11. The capsule endoscope system according to claim 10, wherein the first control unit transmits information related to progress of the examination flow in the receiving apparatus from the receiving apparatus to the control apparatus.

12. The capsule endoscope system according to claim 10, wherein

the first control unit displays on the display unit information related to a process to be executed or confirmed by the health care professional when the receiving apparatus is set in the first operation mode.

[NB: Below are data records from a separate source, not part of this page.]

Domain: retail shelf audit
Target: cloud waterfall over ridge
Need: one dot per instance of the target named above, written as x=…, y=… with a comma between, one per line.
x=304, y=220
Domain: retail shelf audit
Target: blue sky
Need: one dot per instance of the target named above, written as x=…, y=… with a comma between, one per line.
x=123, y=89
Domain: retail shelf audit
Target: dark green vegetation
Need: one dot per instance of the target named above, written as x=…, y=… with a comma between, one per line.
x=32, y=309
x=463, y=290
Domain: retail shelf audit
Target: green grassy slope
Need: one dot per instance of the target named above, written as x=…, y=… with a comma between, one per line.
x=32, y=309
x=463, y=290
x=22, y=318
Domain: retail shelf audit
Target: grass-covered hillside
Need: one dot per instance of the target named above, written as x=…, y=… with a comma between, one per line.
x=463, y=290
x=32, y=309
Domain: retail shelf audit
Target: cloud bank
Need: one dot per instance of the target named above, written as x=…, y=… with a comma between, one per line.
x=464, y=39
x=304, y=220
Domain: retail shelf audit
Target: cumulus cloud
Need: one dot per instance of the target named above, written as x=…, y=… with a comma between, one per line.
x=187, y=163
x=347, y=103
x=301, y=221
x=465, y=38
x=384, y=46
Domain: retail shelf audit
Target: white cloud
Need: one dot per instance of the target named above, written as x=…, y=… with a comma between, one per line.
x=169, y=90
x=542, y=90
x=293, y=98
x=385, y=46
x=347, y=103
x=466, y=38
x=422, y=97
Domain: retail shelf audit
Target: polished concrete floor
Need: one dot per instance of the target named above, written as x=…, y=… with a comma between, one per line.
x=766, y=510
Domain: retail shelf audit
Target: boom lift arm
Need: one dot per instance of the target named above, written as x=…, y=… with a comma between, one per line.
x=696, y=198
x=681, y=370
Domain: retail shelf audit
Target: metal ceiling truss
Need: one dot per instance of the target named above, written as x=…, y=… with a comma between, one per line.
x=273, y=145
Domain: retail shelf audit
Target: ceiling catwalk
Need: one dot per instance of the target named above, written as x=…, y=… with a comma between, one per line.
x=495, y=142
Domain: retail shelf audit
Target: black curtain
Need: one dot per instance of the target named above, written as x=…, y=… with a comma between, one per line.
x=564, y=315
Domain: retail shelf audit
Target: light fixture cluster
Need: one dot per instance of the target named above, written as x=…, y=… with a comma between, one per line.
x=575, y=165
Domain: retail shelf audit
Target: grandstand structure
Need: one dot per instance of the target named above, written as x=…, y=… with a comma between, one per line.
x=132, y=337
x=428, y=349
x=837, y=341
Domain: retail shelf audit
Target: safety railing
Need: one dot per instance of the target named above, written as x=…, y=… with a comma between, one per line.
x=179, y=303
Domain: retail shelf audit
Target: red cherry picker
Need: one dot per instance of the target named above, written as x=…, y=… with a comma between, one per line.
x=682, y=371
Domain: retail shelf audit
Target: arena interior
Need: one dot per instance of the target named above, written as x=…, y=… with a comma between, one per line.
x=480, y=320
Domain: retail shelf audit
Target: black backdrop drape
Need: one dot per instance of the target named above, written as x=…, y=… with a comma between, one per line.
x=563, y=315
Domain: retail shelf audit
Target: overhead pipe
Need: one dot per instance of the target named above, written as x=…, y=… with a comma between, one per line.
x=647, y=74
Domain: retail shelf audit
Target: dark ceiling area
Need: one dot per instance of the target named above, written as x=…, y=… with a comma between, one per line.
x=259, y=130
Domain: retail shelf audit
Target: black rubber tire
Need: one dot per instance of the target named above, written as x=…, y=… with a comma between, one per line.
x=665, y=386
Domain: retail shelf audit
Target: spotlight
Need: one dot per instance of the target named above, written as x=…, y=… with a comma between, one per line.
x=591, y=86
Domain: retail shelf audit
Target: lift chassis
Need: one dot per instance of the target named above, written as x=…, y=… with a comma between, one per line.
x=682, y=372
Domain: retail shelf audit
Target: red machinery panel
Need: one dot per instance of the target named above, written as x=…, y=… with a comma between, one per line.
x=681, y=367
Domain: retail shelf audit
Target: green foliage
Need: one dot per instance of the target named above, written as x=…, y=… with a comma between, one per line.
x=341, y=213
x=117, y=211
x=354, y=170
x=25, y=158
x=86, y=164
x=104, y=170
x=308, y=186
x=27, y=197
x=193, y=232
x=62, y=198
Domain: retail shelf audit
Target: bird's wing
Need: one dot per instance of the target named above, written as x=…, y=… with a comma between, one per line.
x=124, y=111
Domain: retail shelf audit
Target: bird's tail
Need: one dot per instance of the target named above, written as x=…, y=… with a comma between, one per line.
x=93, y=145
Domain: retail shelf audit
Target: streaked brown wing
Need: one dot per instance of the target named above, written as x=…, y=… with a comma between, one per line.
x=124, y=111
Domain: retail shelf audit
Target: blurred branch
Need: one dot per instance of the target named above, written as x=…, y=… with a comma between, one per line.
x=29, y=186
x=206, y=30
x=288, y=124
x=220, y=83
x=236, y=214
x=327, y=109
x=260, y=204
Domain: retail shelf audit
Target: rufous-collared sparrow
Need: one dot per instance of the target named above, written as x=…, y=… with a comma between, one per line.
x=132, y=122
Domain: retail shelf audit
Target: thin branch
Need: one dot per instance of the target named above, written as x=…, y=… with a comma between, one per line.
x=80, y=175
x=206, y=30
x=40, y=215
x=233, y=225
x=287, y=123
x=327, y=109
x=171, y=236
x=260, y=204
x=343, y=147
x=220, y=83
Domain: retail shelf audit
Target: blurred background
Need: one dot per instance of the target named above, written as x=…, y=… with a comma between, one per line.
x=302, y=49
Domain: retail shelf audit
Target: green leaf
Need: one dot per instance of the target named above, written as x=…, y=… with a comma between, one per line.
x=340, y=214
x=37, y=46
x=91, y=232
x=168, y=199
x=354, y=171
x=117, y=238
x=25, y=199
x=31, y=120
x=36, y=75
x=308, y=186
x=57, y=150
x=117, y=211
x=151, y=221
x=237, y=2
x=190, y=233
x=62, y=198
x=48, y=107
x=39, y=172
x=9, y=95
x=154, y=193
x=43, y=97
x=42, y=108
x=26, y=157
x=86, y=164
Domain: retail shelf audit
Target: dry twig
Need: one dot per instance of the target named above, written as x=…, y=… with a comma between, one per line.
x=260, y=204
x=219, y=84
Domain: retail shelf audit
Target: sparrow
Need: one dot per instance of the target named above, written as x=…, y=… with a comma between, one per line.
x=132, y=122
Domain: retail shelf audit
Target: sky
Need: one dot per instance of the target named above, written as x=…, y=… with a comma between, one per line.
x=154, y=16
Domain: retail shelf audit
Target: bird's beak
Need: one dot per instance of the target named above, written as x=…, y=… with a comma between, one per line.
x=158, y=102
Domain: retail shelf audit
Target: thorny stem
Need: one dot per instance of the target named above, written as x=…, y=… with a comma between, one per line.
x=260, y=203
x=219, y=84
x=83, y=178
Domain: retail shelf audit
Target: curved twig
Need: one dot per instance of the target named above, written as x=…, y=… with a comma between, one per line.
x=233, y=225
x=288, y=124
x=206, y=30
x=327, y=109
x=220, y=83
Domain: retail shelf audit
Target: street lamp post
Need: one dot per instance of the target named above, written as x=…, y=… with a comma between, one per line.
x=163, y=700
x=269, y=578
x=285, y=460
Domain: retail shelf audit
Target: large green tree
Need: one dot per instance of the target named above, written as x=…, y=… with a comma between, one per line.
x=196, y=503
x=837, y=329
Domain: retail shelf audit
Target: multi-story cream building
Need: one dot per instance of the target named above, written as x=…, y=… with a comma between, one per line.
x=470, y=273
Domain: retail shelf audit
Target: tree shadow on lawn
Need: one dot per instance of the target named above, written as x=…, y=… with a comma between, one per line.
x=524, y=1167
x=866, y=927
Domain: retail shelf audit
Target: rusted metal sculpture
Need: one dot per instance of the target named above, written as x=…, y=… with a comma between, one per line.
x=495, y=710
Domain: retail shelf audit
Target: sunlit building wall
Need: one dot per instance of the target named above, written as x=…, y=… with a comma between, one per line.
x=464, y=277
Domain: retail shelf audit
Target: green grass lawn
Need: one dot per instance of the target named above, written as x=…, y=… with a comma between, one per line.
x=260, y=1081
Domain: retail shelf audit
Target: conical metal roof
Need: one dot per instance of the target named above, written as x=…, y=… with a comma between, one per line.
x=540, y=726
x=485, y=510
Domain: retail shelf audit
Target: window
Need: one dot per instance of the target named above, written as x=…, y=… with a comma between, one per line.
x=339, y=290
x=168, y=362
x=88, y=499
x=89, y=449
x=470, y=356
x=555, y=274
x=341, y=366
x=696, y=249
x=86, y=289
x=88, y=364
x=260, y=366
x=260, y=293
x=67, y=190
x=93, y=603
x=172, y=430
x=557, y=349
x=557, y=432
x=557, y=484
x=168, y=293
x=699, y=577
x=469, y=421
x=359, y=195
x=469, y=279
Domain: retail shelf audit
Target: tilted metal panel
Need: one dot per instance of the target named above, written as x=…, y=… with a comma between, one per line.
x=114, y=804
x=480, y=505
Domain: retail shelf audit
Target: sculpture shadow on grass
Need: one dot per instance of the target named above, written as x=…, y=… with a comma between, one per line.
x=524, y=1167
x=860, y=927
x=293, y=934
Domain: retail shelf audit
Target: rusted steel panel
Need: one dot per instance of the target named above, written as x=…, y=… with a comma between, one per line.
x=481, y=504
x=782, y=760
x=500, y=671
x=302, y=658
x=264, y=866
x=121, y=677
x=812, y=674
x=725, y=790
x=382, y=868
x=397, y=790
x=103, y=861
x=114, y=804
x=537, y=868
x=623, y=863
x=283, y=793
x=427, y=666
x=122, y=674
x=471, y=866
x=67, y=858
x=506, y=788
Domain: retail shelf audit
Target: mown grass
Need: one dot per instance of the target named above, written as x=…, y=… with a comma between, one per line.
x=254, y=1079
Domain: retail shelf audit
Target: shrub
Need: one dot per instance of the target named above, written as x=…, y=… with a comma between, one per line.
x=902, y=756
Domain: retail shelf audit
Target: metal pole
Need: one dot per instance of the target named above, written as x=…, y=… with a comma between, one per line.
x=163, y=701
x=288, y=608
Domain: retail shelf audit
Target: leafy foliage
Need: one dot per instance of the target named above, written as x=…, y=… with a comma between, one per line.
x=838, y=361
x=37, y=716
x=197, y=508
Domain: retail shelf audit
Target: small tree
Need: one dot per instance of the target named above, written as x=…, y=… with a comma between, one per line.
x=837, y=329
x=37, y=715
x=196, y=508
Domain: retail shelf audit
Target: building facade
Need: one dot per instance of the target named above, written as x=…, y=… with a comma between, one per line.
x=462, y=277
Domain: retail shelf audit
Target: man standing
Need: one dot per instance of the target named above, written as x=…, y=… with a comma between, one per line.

13. The capsule endoscope system according to claim 12, wherein when the operation input unit performs operation input in accordance with progress of the examination flow when the receiving apparatus is set in the first operation mode, the first control unit permits a shift to a process corresponding to the operation input.

14. The capsule endoscope system according to claim 10, wherein

the operation mode setting unit switches to the second operation mode in accordance with progress of the examination flow when the receiving apparatus is set in the first operation mode.

15. The capsule endoscope system according to claim 10, wherein

the second operation mode is an operation mode for a patient, and

when the operation input unit performs operation input other than preset operation input when the receiving apparatus being is in the second operation mode, the first control unit disables the operation input.

16. The capsule endoscope system according to claim 10, wherein

the second operation mode is an operation mode for a patient, and

the first control unit displays on the display unit information on an instruction to the patient in accordance with progress of the examination flow when the receiving apparatus is set in the second operation mode.

17. The capsule endoscope system according to claim 10, wherein

the second operation mode is an operation mode for a patient, and

the operation mode setting unit switches the operation mode of the receiving apparatus to the first operation mode when the operation input unit performs predetermined operation input or the receiving apparatus receiving predetermined control information when the receiving apparatus is set in the second operation mode.